The moment we fall below 99%, a bunch of additional checks get put in place. So all of a sudden, when you get below 99% and these levels are obviously up to you and the constraints are also up to you, you can say, okay, when we get below 99% uptime,
we will no longer automatically deploy and all deploys need to be approved by person X. In that way, during normal operation, you won't put too many restrictions on your team.
However, if things don't go well for a while, then you fall back to a more cautious way of working. If you're looking to start a little bit with designing for failures, some of the things that you can do is
look back at the last X times your environment failed, let's say 10, and ask yourself, could this failure have been better experienced by your end user? So instead of the user getting a completely not working system,
the fact that because a search engine failed, does that mean that we could have just disabled search on the website? If the caching layer fails, does it mean that the user is okay with a website that loads a bunch slower
instead of getting an error message because the caching service is not available? That can give you a good idea of, okay, where do we need to look at starting to design for failure? Another thing you can do is look at your biggest risks.
What are the things that will give you the biggest disruption, and how can you design the end user experience because that's what you really do when you're designing for failure. How can you make sure that the end user experience is as good as possible? Let's say a database is not working.
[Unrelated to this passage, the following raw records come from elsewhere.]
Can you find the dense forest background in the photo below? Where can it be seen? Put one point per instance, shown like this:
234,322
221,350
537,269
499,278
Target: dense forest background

That would be a problem depending on whatever your application is doing, but maybe you can still serve some kind of page that doesn't require a database. Maybe only rights to your database are failing,
so maybe you can still have your application do read-only. If you want to do this, you can deal with increasing levels of detail. Start with small things and iterate from there.
It's basically a never-ending exercise, so don't expect that you can do a project and make sure that your failures are better dealt with. Designing for failure should be in your workflow in every thought that you put into an architecture, and from there you should iterate over time.
Walter, you have minus three minutes. Thank you for the notification. I'll skip this slide, and I'll sell you. Thank you very much for your attention.